Marcin Asłanowicz, Dział Procesowy i Arbitrażowy, Baker&McKenzie
It is accepted in the doctrine of the law that a non-state arbitration court cannot take any steps which require the use of coercive state measures. However, the provision of Article 1181 of the Civil Procedures Code (“CPC”), which has been in force since 2005, has enabled an arbitration court to issue a decision, on the motion of a party which has substantiated the claim it is seeking, to apply such a method of security as it considers appropriate for the subject matter of the dispute. Therefore, the powers of arbitration courts with regard to issuing injunctions have moved substantially closer to the powers of the state courts.
Given the wording of Article 1181 of the CPC, the regulations of arbitration courts do not need to introduce additional norms to enable the parties to arbitration proceedings to request a temporary injunction.

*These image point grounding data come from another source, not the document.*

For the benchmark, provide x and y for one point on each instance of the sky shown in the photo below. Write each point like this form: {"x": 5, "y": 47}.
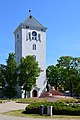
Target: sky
{"x": 61, "y": 17}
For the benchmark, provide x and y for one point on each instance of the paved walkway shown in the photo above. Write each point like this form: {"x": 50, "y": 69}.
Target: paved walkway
{"x": 8, "y": 106}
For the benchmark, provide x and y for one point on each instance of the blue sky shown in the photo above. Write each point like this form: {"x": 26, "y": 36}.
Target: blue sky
{"x": 61, "y": 17}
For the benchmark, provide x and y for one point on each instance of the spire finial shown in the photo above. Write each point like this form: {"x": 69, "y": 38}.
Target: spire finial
{"x": 29, "y": 12}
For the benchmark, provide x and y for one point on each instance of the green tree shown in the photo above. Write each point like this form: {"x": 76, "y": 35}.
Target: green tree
{"x": 71, "y": 75}
{"x": 2, "y": 76}
{"x": 28, "y": 71}
{"x": 52, "y": 73}
{"x": 11, "y": 76}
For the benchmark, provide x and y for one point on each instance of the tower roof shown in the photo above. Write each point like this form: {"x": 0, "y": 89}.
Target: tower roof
{"x": 31, "y": 22}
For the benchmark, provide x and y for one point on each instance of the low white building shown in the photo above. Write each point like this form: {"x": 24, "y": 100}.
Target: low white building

Even so, many sets of rules of Polish and foreign standing arbitration courts, as well as the UNCITRAL Rules and Model Law, govern the conditions and procedure by which the adjudicating panel may issues temporary injunctions. One of the elements of this regulation is the introduction of a specific type of arbitrator (referred as an emergency arbitrator), whose primary objective is to review an injunction motion. The objective of this article is to analyse this institution and to consider the main differences and similarities between a permanent arbitrator and an emergency arbitrator. This issue appears to be particularly important, given the lack of publications devoted to precisely this issue to date.
Ochrona obrotu gospodarczego w słowackim Kodeksie karnym
Economic protection in the Slovak Criminal Code
The subject of publications are provisions to ensure the criminal business in Slovakia, set out in the criminal code. The issue of this scope is not from Poland, known. The publication begins with a presentation of the basic information about the Slovak Criminal Code, further illustrates the breakdown of the rules that are used for this purpose. Statutory description of crimes materially differs from Polish solutions, hallmark is the detail in defining solutions subject to punishment. Breakdown of crimes includes acts directed against property, crimes associated with trafficking, against creditors, economic discipline, tax offences and corruption crimes. Unusual arrangement are presented the Slovak with which code we meet in the Polish criminal law. A separate chapter is dedicated to repealing the criminal liability of the strict conditions in specific situations. Occupy important place provisions to ensure protection of consumers and the sphere of public contracts and the protection of the financial interests of the European Union.